Darüber hinaus exprimieren Schweine mit unterschiedlichen genetischen Anlagen unterschiedliche Rezeptoren und diese Rezeptoren werden von spezifischen Fimbrien erkannt und angehaftet, die wiederum von verschiedenen ETEC-Stämmen exprimiert wurden. Bei oraler Immunisierung mit einem fimbrialen Impfstoff entwickeln nur Schweine, die spezifische Rezeptoren für diese Fimbrien exprimieren, eine wirksame Immunantwort. Dennoch sollte ein wirksamer PWD-Impfstoff zur schützenden antiadhäsiven Immunität gegen K88- und (oder) F18-Fimbrien, aber auch zur antitoxischen Immunität gegenüber LT- und ST-Toxinen führen. Der Einsatz eines toxoiden Antigens mit multiplen Epitopen (MEFA) (einschließlich neutralisierender Antikörper gegen Toxine) hat es generell ermöglicht, die multiple Adhäsion und Toxin-Antigene in ein einziges Produkt zur Entwicklung zuverlässig schützender PWD-Impfstoffe mit einem wirklich breiten Wirkspektrum einzubeziehen. Vor der Marktfreigabe sind aber noch weitere Experimente erforderlich.
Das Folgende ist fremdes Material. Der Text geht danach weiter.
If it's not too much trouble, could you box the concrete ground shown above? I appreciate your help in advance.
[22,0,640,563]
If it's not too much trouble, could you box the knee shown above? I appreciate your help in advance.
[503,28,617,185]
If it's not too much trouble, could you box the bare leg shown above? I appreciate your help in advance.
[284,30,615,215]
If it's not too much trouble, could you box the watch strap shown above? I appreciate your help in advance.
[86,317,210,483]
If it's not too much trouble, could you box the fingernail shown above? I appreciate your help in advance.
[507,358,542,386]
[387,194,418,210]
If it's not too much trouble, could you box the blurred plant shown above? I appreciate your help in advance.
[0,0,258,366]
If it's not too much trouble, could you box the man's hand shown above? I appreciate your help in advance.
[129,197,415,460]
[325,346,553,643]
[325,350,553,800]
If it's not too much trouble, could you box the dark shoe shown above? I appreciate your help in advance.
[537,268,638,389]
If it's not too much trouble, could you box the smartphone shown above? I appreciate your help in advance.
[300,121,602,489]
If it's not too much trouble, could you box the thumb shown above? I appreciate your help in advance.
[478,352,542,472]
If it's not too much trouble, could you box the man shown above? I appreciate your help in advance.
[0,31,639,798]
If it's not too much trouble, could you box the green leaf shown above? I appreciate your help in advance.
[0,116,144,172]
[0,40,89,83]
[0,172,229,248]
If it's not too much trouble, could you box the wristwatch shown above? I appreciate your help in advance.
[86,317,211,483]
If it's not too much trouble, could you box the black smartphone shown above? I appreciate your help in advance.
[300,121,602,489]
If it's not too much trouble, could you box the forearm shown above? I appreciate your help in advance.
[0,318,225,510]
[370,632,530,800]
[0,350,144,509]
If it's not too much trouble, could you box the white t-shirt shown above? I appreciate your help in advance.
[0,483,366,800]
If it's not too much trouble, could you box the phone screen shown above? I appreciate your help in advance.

In der Praxis sollten Saugferkel 10 Tage bis 2 Wochen vor dem Absetzen immunisiert werden, damit sie bis dahin aktiv Antikörper bilden können. Die erforderliche Konzentration an passiv erworbenen maternalen Antikörpern bei Saugferkeln muss jedoch hoch genug sein, um einen Schutz vor neonataler Diarrhö zu gewährleisten, aber niedrig genug um die immunisierten Antigene in ihrer Funktion, spezifische Antikörper gegen PWD zu induzieren, nicht zu beeinträchtigen. Die Impfung einzelner Schweine oder orale Immunisierung mit Lebendimpfstoffen beim Absetzen (z. B. durch Zugabe von Impfstoffen ins Futter oder Trinkwasser) sind Mittel, mit denen die Immunität gefördert werden kann.